NHTSA’s Kanianthra echoes the sentiments of many crash avoidance experts when he says, “I’m not an advocate of automated driving. We want the driver to remain in control of the vehicle. Most crash prevention technology is based on warnings. It has to be seamless and unobtrusive. In order to be accepted, it can’t cause an annoyance to the driver or overload him [with too much information].”

To skeptics, however, such statements may ring hollow—particularly when you consider technologies obviously intended to wrest vehicle control away from the driver, if only for a moment or so, such as the lane departure warning.

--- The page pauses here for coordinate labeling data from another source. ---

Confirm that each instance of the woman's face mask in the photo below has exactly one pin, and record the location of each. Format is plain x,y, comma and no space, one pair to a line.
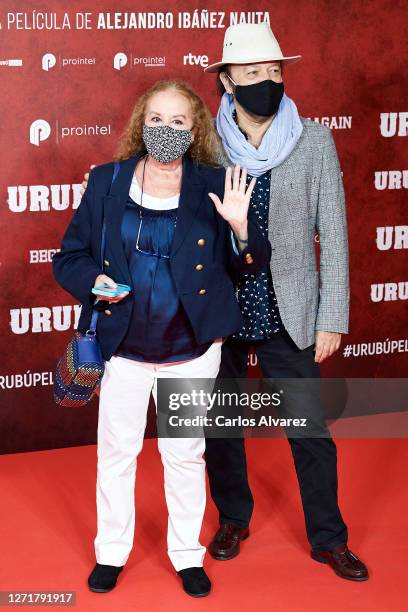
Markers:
260,98
165,143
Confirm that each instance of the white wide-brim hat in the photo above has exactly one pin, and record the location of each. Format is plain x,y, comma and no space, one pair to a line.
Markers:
250,43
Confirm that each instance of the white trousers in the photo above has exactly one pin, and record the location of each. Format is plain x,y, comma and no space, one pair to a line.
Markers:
124,398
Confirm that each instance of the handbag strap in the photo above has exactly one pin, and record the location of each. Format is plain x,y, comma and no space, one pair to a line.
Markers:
95,313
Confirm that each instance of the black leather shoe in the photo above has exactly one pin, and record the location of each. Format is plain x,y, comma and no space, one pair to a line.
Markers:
226,542
345,563
103,577
195,581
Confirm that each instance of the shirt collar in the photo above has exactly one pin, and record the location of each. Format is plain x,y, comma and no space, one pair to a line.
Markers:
234,116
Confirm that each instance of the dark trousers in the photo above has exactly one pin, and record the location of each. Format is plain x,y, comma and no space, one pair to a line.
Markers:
315,458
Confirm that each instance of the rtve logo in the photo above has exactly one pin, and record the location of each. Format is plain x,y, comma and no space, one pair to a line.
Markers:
39,130
195,60
119,61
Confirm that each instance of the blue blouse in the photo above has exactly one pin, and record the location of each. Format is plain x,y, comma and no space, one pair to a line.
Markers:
255,292
159,330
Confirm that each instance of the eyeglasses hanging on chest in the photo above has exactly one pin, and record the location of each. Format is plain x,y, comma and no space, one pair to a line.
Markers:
137,245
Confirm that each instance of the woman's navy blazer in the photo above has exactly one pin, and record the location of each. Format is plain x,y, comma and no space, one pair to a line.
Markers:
202,259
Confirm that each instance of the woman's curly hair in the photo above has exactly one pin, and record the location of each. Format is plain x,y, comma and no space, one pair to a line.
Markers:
206,141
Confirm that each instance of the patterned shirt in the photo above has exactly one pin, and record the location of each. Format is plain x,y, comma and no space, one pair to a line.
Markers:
255,292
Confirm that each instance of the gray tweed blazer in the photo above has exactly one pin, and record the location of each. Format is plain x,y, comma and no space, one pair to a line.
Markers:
307,195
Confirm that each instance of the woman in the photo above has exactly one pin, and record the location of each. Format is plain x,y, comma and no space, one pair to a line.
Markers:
177,227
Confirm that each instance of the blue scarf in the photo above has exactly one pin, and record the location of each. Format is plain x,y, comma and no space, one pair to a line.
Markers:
277,144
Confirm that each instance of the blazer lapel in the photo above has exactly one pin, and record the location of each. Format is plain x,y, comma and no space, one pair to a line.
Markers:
113,208
192,186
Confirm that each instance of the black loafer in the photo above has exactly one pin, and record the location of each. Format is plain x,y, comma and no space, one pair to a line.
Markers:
103,578
195,581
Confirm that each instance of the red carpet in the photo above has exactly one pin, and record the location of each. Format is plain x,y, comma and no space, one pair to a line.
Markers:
48,522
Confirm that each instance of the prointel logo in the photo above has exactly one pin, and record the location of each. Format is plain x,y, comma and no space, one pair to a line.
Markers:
40,130
48,61
119,61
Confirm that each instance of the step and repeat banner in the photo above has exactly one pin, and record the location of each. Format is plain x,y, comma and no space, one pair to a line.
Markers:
70,74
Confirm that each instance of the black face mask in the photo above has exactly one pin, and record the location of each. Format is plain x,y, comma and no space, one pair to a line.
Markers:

AAA’s Grey foresees crash avoidance technology evolving with real world experience, like airbags and computerized engines. Soon after airbags became standard equipment safety problems arose for small adults and children. On-off switches were added, and deployment power was reduced or staged depending on occupant size and crash severity, and drivers learned to sit 10 inches away from the steering wheel and seat children in the back.

“There’s a delicate balance between giving up some degree of control for safety’s sake and maintaining the decision making freedom behind the wheel,” said Grey.

Whether crash avoidance designers have struck the right balance will become clear only after more experience with real drivers in real-world traffic situations.